I am a luxury, a hot house rarity ... Scoffed at for preciousness. Despised for resembling a chippendale chair in a country where timber is cheap
— George W Lambert

In reality, Lambert saw himself as a craftsman with the Sydney Mail reporting that he preferred "to be told by a critic that he had 'done his job well,' as one might address a bricklayer". At the time of painting Lambert has recently moved to Sydney and was suffering with exhaustion trying to meet a gruelling schedule of artistic commissions and lectures. Lambert said of the work " ... it was my big effort and it cost me dearly in money and swat."

Lambert's son, Maurice, described the painting as a "brilliant piece of technique" that "disguised from the mediocre but revealed to the sensitive just what a few years in Australia had done to him".

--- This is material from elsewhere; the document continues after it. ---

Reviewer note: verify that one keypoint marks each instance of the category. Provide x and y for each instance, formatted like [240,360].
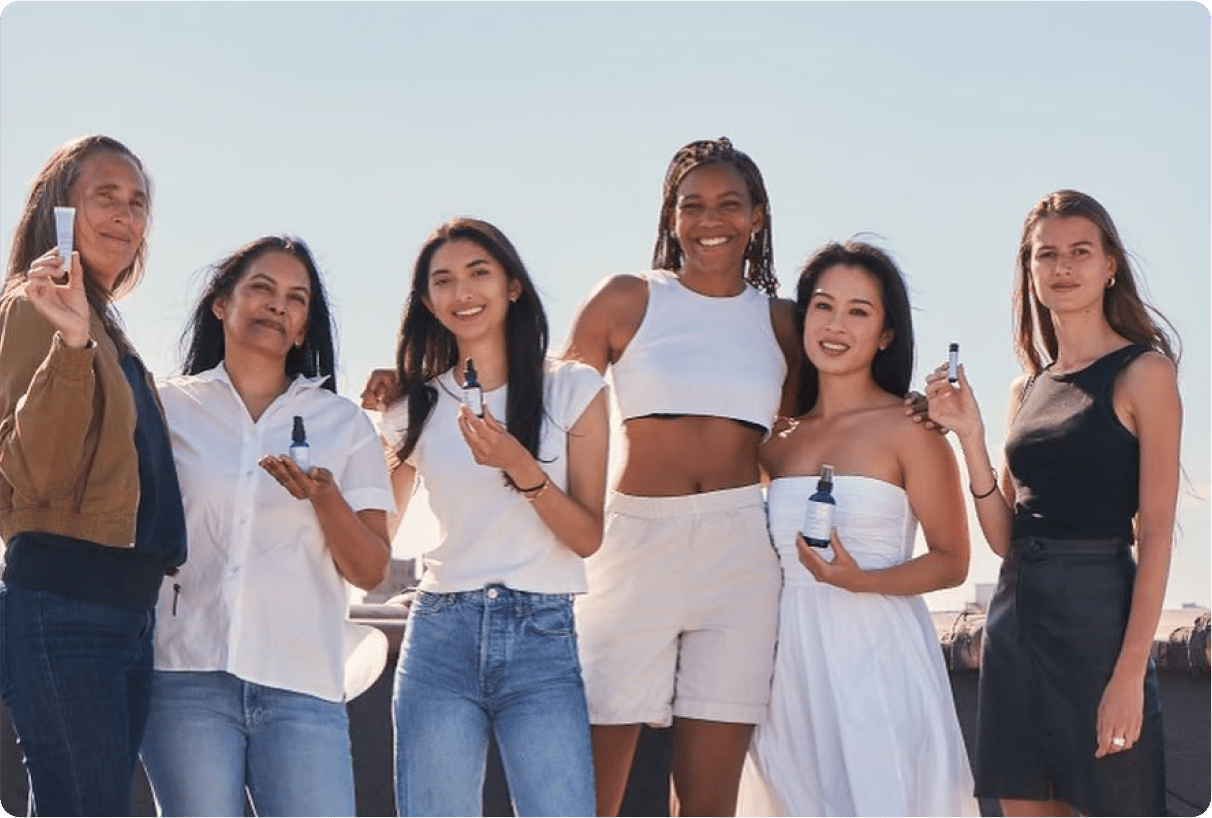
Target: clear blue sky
[361,125]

Lambert submitted the painting for consideration for the 1922 Archibald Prize where it was accepted as a finalist. Along with fellow artist John Longstaff, Lambert withdrew his works from the Archibald Prize exhibition when both artists were deemed ineligible. Despite both artists having been resident in Australia for 12 months, both maintained a London postal address.

A contemporary critic said the work required of the artist "courage, self-analysis and amazing technical skill".

The painting was sold to pastoralist and art collector Tom Elder Barr Smith in 1923 for £1,000, the highest paid for a work by Lambert during his life. In 2003, it was donated to the collection of the National Gallery of Australia by John Schaeffer and is now part of the National Portrait Gallery collection.

Yvette Coppersmith's 2018 Archibald Prize-winning painting Self portrait, after George Lambert draws on Lambert's painting for inspiration.

His style was academic, yet he supported the avant-garde in Australia and painted portraits of his artistic contemporaries Thea Proctor and Hera Roberts — both independent, self-possessed style-makers at a time of burgeoning female empowerment. In referencing George Lambert's style, it's like an outfit slipped on, creating a fixed image of an ever-changing self.